I got euro-ed, guys! I FREAKIN GOT EURO-ED!

On a whim/ dare from Brad Bankos, I got euro-ed.

figure 1: me… age 3
figure 2: me… euro-ed.
I sporadically do things that shock myself. This one is ridic. Yet awesome!

I walked into this random Greek chic hair salon and was shampooed by a woman with a skunked-bob look. The other woman in the salon had a hairdo that fused bleached hair with jet black into a flock-of-seagull. Luckily, neither of these two women cut MY hair. THE MASTER did!

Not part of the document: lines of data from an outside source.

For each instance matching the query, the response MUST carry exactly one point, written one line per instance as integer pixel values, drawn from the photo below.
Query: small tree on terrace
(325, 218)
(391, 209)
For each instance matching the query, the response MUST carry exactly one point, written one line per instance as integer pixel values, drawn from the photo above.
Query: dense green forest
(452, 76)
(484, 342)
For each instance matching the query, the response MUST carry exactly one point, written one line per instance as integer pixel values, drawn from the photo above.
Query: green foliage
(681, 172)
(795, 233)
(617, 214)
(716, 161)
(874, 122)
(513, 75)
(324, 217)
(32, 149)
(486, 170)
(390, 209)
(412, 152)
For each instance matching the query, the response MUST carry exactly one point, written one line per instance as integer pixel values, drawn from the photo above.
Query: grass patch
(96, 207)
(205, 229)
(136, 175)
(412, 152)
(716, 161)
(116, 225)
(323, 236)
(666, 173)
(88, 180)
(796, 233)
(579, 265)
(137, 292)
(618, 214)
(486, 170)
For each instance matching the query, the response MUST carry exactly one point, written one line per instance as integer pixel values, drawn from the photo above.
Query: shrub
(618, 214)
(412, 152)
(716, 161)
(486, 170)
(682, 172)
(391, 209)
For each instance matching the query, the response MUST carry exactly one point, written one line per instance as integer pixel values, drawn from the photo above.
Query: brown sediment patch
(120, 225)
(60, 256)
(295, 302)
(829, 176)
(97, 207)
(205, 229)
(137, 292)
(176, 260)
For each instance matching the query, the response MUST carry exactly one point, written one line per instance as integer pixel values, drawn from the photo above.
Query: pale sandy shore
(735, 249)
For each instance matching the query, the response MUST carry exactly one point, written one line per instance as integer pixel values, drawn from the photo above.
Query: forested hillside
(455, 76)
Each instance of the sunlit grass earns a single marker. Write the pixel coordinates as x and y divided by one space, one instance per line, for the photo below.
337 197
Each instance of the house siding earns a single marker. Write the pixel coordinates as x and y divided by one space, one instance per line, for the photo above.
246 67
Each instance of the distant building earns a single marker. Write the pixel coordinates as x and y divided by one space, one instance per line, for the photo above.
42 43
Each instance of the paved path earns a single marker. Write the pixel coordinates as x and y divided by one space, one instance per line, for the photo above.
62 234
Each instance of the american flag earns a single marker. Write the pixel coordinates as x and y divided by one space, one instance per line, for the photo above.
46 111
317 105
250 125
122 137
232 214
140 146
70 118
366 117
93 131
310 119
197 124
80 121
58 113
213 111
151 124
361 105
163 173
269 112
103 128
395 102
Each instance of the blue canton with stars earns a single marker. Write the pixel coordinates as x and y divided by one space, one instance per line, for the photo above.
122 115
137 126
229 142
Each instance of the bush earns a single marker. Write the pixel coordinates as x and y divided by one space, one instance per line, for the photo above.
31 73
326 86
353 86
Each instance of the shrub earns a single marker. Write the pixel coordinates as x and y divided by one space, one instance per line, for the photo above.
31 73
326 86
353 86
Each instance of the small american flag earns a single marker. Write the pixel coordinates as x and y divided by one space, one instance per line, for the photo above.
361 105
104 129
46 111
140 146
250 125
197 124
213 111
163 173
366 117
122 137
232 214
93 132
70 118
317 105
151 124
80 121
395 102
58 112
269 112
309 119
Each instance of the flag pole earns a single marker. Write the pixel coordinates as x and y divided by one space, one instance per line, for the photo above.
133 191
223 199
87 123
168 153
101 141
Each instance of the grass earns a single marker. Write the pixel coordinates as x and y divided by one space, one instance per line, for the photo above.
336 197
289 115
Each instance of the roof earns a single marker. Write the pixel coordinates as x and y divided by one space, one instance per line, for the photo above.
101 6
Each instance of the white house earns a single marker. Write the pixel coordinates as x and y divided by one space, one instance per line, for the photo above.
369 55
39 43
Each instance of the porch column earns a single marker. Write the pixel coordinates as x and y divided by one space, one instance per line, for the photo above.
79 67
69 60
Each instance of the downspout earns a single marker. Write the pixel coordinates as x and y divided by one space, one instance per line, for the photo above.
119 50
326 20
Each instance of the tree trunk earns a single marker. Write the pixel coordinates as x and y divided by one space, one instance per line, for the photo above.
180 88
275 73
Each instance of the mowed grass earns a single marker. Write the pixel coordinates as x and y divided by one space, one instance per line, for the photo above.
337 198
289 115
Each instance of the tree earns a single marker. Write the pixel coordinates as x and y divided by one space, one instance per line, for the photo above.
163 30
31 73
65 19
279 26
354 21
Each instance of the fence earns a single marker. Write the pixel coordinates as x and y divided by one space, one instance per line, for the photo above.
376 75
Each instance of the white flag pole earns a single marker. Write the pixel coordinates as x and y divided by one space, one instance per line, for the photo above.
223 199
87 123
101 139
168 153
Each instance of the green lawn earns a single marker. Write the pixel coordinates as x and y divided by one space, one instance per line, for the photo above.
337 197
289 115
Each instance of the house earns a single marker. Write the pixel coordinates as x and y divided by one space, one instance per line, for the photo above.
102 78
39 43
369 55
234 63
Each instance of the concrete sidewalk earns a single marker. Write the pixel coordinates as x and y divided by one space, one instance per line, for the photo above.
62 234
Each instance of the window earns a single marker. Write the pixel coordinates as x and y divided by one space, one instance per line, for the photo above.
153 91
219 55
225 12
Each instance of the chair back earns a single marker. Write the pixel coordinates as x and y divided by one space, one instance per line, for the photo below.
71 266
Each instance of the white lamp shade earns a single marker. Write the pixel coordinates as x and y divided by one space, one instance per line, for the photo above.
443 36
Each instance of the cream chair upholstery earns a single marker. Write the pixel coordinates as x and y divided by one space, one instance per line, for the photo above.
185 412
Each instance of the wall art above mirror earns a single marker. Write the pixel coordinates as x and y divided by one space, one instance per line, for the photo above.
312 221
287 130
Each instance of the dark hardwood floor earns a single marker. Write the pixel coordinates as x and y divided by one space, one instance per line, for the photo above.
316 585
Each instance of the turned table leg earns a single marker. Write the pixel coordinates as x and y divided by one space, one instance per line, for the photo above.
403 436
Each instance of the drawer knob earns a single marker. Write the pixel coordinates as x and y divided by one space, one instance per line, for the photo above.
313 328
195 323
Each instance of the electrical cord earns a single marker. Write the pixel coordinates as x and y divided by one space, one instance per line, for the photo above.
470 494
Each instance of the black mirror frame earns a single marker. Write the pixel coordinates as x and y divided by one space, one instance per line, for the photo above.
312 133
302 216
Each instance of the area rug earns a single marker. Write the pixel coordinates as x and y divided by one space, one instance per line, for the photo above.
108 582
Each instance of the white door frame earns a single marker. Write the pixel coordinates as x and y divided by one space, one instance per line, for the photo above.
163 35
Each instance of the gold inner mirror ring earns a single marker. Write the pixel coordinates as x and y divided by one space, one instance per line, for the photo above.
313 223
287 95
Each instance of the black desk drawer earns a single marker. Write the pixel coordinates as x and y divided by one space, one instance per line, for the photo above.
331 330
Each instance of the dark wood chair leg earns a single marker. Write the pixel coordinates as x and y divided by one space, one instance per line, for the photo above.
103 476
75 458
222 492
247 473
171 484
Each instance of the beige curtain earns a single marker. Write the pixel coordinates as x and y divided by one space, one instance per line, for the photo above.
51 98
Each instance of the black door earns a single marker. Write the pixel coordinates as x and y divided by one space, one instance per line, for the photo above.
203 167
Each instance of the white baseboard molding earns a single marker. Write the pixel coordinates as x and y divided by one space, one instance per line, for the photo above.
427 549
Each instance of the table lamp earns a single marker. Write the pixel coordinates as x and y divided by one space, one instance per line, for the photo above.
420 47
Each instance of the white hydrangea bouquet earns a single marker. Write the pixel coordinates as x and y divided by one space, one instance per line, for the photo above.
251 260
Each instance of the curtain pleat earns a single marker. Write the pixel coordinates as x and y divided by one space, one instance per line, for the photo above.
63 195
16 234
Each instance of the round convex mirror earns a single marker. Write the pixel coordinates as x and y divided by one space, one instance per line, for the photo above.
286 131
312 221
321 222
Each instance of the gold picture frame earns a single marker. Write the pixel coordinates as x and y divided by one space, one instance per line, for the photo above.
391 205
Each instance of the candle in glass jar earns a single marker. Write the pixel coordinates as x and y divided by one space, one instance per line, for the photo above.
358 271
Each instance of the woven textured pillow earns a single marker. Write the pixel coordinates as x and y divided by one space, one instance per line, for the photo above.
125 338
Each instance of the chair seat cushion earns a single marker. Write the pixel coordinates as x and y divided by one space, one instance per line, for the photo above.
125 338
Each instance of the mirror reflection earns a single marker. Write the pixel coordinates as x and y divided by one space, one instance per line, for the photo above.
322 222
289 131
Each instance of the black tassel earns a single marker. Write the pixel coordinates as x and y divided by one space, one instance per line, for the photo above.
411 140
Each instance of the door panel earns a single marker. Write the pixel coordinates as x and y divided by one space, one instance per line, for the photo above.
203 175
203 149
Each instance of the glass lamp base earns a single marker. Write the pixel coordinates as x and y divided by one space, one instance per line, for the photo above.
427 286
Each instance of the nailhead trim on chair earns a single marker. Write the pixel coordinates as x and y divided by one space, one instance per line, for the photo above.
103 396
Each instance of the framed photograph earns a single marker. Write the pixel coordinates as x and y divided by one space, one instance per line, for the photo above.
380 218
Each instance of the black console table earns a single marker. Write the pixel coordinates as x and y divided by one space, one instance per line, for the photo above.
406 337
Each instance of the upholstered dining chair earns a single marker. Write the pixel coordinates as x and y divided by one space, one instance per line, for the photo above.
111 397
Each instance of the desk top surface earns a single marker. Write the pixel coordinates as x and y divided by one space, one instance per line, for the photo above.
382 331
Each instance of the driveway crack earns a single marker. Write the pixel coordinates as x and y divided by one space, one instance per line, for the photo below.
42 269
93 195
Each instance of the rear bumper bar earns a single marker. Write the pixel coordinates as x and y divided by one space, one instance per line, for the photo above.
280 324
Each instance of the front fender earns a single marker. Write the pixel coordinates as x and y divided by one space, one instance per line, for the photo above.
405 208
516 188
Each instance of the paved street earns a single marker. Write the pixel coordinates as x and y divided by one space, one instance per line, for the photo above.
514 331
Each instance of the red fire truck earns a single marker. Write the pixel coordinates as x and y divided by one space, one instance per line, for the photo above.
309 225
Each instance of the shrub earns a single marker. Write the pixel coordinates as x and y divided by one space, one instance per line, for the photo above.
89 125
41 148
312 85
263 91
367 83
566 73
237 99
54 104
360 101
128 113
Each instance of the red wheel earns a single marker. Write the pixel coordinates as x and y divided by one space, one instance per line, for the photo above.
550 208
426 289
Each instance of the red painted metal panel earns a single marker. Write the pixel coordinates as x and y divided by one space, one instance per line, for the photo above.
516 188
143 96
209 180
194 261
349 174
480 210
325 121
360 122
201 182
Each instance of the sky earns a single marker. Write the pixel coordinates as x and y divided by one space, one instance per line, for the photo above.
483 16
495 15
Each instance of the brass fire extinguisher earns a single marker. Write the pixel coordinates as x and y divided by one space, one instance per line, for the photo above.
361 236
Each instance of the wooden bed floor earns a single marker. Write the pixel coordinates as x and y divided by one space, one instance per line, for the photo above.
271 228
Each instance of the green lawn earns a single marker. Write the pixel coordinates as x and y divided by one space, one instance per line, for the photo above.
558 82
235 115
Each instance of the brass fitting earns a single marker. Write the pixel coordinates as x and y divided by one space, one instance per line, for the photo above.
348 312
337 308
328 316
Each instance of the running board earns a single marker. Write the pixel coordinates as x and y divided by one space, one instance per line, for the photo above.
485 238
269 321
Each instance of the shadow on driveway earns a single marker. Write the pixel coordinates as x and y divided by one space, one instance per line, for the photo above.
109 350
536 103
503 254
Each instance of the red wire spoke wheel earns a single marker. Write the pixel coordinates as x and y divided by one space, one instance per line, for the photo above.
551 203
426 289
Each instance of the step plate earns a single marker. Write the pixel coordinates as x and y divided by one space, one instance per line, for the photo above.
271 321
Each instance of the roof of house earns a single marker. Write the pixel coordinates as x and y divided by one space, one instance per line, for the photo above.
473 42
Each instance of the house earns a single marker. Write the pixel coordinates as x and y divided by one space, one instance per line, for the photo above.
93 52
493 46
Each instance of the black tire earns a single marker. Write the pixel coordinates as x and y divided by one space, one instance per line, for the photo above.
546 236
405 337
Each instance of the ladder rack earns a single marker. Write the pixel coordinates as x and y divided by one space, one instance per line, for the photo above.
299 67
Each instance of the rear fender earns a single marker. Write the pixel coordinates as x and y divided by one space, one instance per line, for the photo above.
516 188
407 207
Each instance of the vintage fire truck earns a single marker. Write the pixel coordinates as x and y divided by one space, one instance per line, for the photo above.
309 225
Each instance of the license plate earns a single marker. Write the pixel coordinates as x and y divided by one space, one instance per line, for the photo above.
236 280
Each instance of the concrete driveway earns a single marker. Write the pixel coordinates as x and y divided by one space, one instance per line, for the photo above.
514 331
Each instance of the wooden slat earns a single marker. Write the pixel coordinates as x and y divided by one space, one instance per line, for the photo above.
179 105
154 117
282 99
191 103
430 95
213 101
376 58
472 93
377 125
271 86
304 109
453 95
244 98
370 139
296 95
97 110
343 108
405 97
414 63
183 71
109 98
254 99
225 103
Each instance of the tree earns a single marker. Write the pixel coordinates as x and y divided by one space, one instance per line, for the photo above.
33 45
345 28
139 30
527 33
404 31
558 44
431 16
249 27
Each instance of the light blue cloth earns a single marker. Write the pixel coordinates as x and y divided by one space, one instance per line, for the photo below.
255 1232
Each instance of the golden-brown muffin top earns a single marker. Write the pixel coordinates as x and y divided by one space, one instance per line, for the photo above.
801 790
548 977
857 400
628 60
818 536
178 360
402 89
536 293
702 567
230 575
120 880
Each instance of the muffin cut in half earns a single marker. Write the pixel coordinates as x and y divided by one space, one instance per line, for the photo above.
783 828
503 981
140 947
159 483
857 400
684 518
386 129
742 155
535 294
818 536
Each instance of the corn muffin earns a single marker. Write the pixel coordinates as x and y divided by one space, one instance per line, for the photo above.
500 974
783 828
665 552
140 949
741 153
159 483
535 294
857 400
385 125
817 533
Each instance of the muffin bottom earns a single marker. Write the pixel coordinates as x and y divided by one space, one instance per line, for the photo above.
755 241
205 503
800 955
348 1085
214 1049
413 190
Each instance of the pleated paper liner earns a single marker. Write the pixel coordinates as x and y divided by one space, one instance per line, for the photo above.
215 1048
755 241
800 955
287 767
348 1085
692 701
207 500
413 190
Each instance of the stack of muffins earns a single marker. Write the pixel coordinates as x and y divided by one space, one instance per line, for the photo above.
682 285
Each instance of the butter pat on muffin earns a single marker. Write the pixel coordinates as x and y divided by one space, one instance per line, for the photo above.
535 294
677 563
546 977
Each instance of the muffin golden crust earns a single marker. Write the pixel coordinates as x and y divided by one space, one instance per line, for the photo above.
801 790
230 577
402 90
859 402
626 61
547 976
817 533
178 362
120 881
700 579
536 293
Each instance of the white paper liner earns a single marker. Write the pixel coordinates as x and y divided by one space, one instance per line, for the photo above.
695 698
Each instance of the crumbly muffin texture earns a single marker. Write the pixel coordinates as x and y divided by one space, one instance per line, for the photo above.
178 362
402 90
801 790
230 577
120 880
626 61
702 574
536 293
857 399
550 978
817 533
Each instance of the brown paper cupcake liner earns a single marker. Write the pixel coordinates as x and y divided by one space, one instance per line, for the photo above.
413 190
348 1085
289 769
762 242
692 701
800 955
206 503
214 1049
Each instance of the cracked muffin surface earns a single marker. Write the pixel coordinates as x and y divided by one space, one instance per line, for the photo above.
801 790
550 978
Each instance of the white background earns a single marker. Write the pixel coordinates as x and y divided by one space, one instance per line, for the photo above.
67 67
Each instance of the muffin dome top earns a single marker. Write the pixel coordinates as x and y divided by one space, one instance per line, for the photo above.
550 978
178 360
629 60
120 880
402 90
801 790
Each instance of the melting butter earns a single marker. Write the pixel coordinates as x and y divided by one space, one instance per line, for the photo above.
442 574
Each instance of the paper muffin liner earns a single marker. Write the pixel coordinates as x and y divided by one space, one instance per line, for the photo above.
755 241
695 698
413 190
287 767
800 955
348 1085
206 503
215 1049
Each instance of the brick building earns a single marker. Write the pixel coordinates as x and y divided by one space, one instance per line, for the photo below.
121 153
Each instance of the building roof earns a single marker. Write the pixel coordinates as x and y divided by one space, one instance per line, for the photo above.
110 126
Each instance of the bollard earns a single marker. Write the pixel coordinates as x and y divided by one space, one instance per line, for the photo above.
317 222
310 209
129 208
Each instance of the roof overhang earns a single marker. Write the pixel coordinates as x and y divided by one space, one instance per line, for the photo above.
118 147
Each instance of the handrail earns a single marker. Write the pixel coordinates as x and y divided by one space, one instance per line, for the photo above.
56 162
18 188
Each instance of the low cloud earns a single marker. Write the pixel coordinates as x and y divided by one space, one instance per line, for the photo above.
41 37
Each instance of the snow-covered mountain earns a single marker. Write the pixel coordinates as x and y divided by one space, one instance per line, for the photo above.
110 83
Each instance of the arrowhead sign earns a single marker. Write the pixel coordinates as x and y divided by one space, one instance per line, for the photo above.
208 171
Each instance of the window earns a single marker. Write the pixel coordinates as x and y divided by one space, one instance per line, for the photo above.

The shampooing woman just kept repeating “just leave it to the imagination,” and used her hands dramatically when she talked. When I asked if she would be cutting my hair, she responded, “No. We will let THE MASTER do it.” [I could only think “THANK GOD!” after seeing her hair.]

I continually confessed [my fears, hopes, and aspirations] to the video camera as Stewart Knight and Brad Bankos cheered me on from the sidelines. The local Euros were entertained as three Americans videotaped the experience. I watched like 5 inches of hair drop to the floor. That’s a heck of a lot, considering that I had gotten a super short cut to last me the four months abroad right before leaving the States.

He snipped and shaved [part of my neck… it was strange]. He spent the last like 15 minutes giving me this asymmetrical rat-tail. [Calling it a rat-tail is an overstatement, but this cut is dramatic enough that I don’t even care.] And if I weren’t crazy, it would already be gone, but I thought, “If it’s EURO, I guess I’ll just have to deal.” The skunked- bob woman even paid special attention to the rat-tail when she Euro-styled my hair even more with wax.

And you know, being Euro is really what it is all about. Being Euro. Looking Euro. Making Euro comments. EVERYTHING EURO! I’ve got 3 more months here, so I plan to crack these jokes for all they’re worth.

As he swept the old me into a pile, THE MASTER asked, “Want to take it with you?” I said no immediately, made a disgusted face, and mentioned to Brad and Stewart how strange it would be to carry a zip-lock of old hairs around Europe and continually hold it into the air as I unpack and repack the bag at each hotel.

I bought a European trench coat without delay to achieve the full effect.

The Davidson folk were truly speechless. And impressed.

Call me EURO-ED.

2 comments:

sansagenda said...

Oh. My. GOD. You look FANTASTIC. Dare I say...EUROED?!?!?!?! YOU'RE SO HARDCORE!!!

kirby1987 said...

anna marie..you kill me! i effin love you and i will kill you if you ever let a crazy person (other than me) cutyour hair...1st a new yorker so you can have the new york hair cut...now the euro...whats next the african bald do! whew...miss you....oh and i created an account on here just so i could leave you comments!